How fast are bullets fired from stone locks
What non-metallic materials would make weapons and bullets possible?
(See also: War Without Metal)
Metals (including base metals such as tin and iron) are a rare commodity around me. Because of this, people need to make weapons such as firearms (weapons) with other resources.
To reach today's level of technology, people discovered how to create and manipulate buckminsterfullerene (also known as buckyballs) to make electronics such as computers.
Guns are still made by firing a bullet with an explosion (like today), so brittle materials like wood won't work.
You must assume:
- Guns still use bullets, which means the bullets must have a secure casing as well.

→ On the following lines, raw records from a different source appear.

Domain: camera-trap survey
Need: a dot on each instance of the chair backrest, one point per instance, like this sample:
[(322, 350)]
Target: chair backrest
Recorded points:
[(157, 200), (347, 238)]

- Humans are as advanced as they are today, so you can use any material that is not uncommon.
- The "no metal" rule applies to base metals such as tin, iron, copper, etc., which means that they are all considered rare.
- Man is the only species and the earth is the only planet.
In a nutshell, What could weapons and bullets be made of if metal could not be used?
It can be done, but it is difficult. See this reference. This is a non-metallic fluorocarbon resin ball. During the test, it appeared to blast a hole four inches in diameter and four inches deep in a target designed to simulate a human. I think this is at least proof of concept that non-metallic spheres are both possible and usable. It is believed that research in this area would have been a little more mainstream if ordinary bullets hadn't already been perfect for their most common uses.
In the case of weapons, plastic weapons are already feasible and tested. You can even build one at home, although there is no way I would recommend it.
In short, yes, with modern technology, humanity could probably make a non-metallic weapon with non-metallic bullets.
In a world without metal, you'd see the rise of crossbow devices, doing almost the same damage without using explosives. If you insist on having guns with explosives but not metal, and it's a sufficiently advanced society, they may be using some type of composite plastic like carbon fiber. The world of 3D printing has shown us that you can make firearms without metal, they just don't last that long. Given enough time, stronger composites would be created that could meet the requirements of firearms.
https://skeptics.stackexchange.com/questions/7931/can-a-gun-be-made-from-ceramic discusses this question. The answer seems to be "not right now, but people are working on it".
A world without metal, but with the latest technology would have put a lot of work into ceramics and glass. All the efforts that our current civilization has put into metallurgy. You would likely start with a stone cannon and work on reducing its size.
A more fundamental question: what is the planet made of? Note that both human and plant biology depend on trace metals and most rocks are high in silicates. If you can make a silicon carbide crystal with the correct cylindrical shape, you can use it for the base of the weapon barrel and make the rest of ceramic composite.
I just don't think you'd get guns as we are currently thinking about them. Explosive propellant is too closely related to metallurgy.
What I think you would get instead is crossbow style and rocket launcher style. Fireworks are an ancient weapon of war that is way ahead of weapons. Fireworks launched from the tube seems a more logical direction.
And maybe the rifle, guidance, etc., may develop earlier in the process, simply because of the nature of the projectile. Bullets have to be pretty easy because of the concussion. Missiles can be much more complicated (and may have to be, as initial speed changes their use significantly).
You mention the use of buckyballs for computers. The same technology could work for weapons made with other carbon allotropes.
Graphene could be used to provide high tensile strength that contains the explosive force with very low weight. This could be supplemented with other non-metallic materials to provide rigid strength.
Spheres could use diamond or lonsdaleite to provide a strong, penetrating material. Housing would be open graphene balloons.